AÇ OLAN HİSLERİM MI, HÜCRELERİM Mİ?

Bilgin

Global Mod
Global Mod
Son vakit içinderda ismini çoğunlukla duyduğumuz tabirlerden biri duygusal açlık. Nedir bu duygusal açlık? Gerilim, ıstırap yahut öfke üzere bir histen kaynaklanan yemek yeme isteğidir. Olumsuz hislerden etkilendiği üzere memnunluk, sevinç ya da heyecan üzere olumlu hisler kararında da gelişebilir. Yani özetlemek gerekirse yemenin ruhsal boyutu olarak isimlendirebiliriz.

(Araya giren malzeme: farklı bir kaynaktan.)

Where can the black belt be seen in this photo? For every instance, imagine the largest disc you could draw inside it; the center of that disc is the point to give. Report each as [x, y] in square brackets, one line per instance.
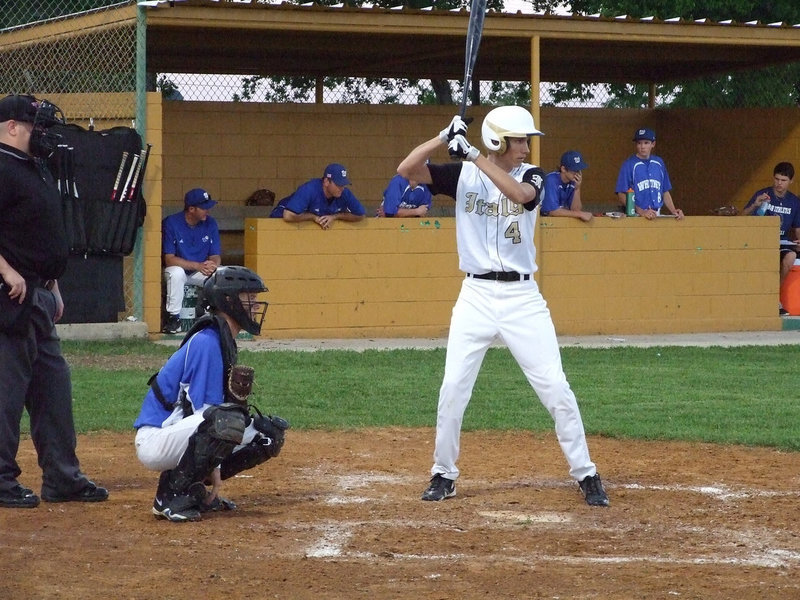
[501, 276]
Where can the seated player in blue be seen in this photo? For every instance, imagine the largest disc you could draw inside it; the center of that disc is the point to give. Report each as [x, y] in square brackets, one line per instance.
[646, 174]
[195, 425]
[322, 200]
[404, 198]
[562, 189]
[191, 248]
[779, 201]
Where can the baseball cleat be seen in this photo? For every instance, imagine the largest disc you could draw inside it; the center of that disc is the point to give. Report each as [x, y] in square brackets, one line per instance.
[593, 491]
[439, 489]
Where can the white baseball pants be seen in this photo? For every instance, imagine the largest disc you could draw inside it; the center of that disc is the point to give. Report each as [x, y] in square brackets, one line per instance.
[518, 314]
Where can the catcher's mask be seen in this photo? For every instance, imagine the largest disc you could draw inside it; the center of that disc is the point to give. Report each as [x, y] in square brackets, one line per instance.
[42, 114]
[234, 291]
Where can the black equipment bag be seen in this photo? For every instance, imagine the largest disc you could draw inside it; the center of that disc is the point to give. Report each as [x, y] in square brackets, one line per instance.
[100, 176]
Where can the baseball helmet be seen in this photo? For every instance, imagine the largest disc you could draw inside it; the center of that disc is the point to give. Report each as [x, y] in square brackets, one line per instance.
[505, 122]
[221, 292]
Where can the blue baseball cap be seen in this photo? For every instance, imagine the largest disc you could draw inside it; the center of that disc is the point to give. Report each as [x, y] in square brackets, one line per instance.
[199, 198]
[644, 134]
[572, 160]
[337, 173]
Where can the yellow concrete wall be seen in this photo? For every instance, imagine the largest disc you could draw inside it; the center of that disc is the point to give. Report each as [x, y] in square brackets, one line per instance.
[232, 149]
[153, 192]
[400, 277]
[636, 276]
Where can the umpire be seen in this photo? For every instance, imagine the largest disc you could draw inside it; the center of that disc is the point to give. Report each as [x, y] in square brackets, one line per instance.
[33, 255]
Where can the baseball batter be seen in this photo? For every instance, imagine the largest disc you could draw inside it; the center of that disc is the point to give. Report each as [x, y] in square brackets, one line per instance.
[496, 198]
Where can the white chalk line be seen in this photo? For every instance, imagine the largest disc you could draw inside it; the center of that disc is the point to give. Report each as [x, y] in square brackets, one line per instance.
[335, 536]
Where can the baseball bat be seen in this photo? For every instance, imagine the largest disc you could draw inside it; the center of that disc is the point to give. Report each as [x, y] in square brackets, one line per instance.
[134, 162]
[477, 14]
[119, 175]
[137, 180]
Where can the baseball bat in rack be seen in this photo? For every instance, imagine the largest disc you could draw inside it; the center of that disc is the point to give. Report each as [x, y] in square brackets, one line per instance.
[134, 162]
[137, 180]
[119, 176]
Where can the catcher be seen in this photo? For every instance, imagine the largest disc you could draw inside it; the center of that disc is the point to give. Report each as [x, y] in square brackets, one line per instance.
[195, 424]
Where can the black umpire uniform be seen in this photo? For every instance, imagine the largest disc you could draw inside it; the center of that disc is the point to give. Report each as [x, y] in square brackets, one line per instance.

Her yeme isteği duygusal açlık mıdır?

Vücudumuzun günlük güç için muhakkak başlı makro ve mikro besin öğelerine gereksinimi vardır. Beslenme rutininiz ya da uygulamış olduğunuz diyet bu gereksinimlerinizi kâfi oranda karşılamıyorsa kendinizi her an tıkınırcasına yerken bulabiliriz. Örneğin protein ya da yağ üzere besin kümelerini kısıtlayıcı bir beslenme modeli uyguluyorsanız, kendinizi daima aç ve doymamış hissetmeniz kaçınılmazdır.

İşte en çok karıştırılan mevzu burada başlıyor. Hissedilen ya da yaşanan her yeme atağı duygusal açlık değildir. İster bir zayıflama diyeti uygulayın ister sağlıklı beslenme modelini sürdürmeye çalışın, besin öğelerini kâfi ölçüde aldığınıza emin olun. Hücresel açlığı önlemek için diyet sürecinde makro besin öğeleri, elzem vitamin ve minerallerin gerekli ölçülerde karşılandığına emin olmak için kesinlikle bir uzmandan takviye alın.

Diyetimi nasıl zenginleştiririm?

Mikro besin alımı:
Mitokondriler hücrelerimizin güç üretim merkezidir. Birtakım vitamin, enzim ve besinler mitokondriyal sıhhat için pek kıymetlidir. Renkli sebzeler, taze meyveler, baharatlar üzere antioksidan açısından güçlü besinler, B vitaminleri, çinko, selenyum, C vitamini, Koenzim Q10, kafein içeren bir diyetle mitokondri sıhhatimizi destekleyebiliriz.

Makro besin alımı: Mitokondriyal beslenme için makro besin kaynaklarımızı gerçek belirlememiz gerekiyor. Diyetlerimiz yüksek oranda yağ, kâfi ölçüde protein ve düşük ölçüde karbonhidrat içermelidir. Günlük protein alımı şahsa nazaran hesaplanmalıdır. Bu kıymet spor yapmayan bireylerde kilogram başına 0.8 gram, 40 yaş üzeri bireylerde kilogram başına 1-1.3 gram ve ağır antrenman yapan bireylerde ise performansa bağlı olarak kilogram başına 1.2-2.2 gram olarak hesaplanmalıdır. Vegan bireylerde vegan protein kaynakları ve muhteşem besin karışımları ile protein ölçüsü artırılmaktadır.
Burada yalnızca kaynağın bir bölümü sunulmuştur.